We needed something to distract him, So him and me came up with a project all of our own. Something that made sense.
There was going to be a supermarket down the shops and the building was there, ready to go, but they didn’t open it, So here was this big space lying empty and here we were with nowhere to go. This was our idea. Why not make the supermarket into a young people’s centre?
All we needed was for them to open the doors and we could have got on with it ourselves, but, of course, nobody trusts us to do things like that so there had to be a meeting.

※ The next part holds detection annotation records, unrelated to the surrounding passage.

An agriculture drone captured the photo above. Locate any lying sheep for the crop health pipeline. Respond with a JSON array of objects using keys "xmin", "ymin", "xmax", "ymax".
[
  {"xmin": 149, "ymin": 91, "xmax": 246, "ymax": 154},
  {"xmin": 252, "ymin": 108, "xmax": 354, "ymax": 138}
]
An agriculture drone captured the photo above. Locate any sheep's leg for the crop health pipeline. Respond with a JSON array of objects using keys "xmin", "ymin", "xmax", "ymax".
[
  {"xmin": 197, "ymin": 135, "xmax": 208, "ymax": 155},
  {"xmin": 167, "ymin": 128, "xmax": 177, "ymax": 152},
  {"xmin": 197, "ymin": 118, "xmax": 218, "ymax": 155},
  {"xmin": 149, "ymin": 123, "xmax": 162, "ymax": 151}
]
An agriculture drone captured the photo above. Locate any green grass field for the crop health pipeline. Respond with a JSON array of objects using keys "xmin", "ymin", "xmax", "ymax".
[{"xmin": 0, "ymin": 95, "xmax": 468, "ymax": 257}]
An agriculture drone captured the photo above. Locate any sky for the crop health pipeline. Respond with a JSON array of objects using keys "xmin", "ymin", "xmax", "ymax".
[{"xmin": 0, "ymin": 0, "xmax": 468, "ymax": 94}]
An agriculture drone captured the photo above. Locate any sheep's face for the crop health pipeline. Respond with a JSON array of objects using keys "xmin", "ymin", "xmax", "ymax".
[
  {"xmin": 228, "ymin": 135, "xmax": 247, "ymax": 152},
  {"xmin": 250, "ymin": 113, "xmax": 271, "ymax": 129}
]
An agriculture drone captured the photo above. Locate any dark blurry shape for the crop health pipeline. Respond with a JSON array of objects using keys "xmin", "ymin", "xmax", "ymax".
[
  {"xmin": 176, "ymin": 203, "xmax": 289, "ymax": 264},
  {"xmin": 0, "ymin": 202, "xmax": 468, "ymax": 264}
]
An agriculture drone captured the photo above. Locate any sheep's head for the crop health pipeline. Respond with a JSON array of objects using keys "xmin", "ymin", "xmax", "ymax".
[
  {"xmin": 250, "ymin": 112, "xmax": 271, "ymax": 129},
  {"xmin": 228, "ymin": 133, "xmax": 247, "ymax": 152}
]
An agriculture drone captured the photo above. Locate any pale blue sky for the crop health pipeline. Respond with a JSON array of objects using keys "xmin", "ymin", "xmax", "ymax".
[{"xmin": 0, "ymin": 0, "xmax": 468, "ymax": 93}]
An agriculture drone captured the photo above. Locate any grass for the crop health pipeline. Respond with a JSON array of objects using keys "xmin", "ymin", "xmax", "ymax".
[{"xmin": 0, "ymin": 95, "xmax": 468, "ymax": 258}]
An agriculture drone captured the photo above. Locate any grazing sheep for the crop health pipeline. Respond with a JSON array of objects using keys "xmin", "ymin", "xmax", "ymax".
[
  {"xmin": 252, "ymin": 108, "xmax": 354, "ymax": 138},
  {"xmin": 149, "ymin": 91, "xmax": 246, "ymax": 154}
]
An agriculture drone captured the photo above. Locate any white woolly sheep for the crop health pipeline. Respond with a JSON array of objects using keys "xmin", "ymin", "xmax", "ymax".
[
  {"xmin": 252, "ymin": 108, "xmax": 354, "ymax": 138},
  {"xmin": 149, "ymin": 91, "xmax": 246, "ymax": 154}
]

There we were - all the skinheads in the communal lounge they used for the meeting. There was a wee guy with red hair and he kept calling us brothers. He wanted every-body to sit in a circle so that we’d all be equal. As if the way we sat made any effin difference,
Anyway, there were about sixty of us, so we made half a circle and all the councillors and officials and sorts made up the other half, and there we were facing each other across the communal lounge. This woman from the posher houses further down the road stands up and says something’s going to have to be done about these young people. There’s been vandalism down our way now. And one of the heads shouts out from the back, ‘We’re fed up vandalising our own place. So we’ve started moving out. And made it sound as if eventually the whole world would be vandalised. The rest of us laughed.
What do you want? they asked.
Somewhere to go, we said.
You’ve got somewhere - the community centre.
There was an old house about a mile away out on the green. They’ve got pingpong there and computer games and sometimes they have discos. One of ours shouts out – ‘we cannae go tae the discos because we have to walk along and it’s pitch dark out there that’s just asking for trouble. There’s always some of the Sham Gang waiting for us.
‘Yeah. We need somewhere that’s next to where we live.’ Then somebody else shouts out – ‘Why don’t you give us a bit of grass to play football oan, then we widnae need tae sniff glue in the bushes.’ That’s the trouble with these meetings, everyone starts talking at once. It was about half an hour before we got back to the supermarket.
They didn’t want us in there because they didn’t trust us. ‘Who’d keep an eye on you?’ they said. And we had an easy answer. The supermarket’s right next door to the police station. The police are always moving us on when we’re hanging around the shops but if we don’t hang around there where else do we go? Whereas, if we had our own place we wouldn’t need to hang around the street anymore getting on everyone’s nerves. Anyway that supermarket’s boarded up right to this day: the police are still moving us on. No-one consults us about anything. So much for our project.
I look into the future and I don’t see any pictures.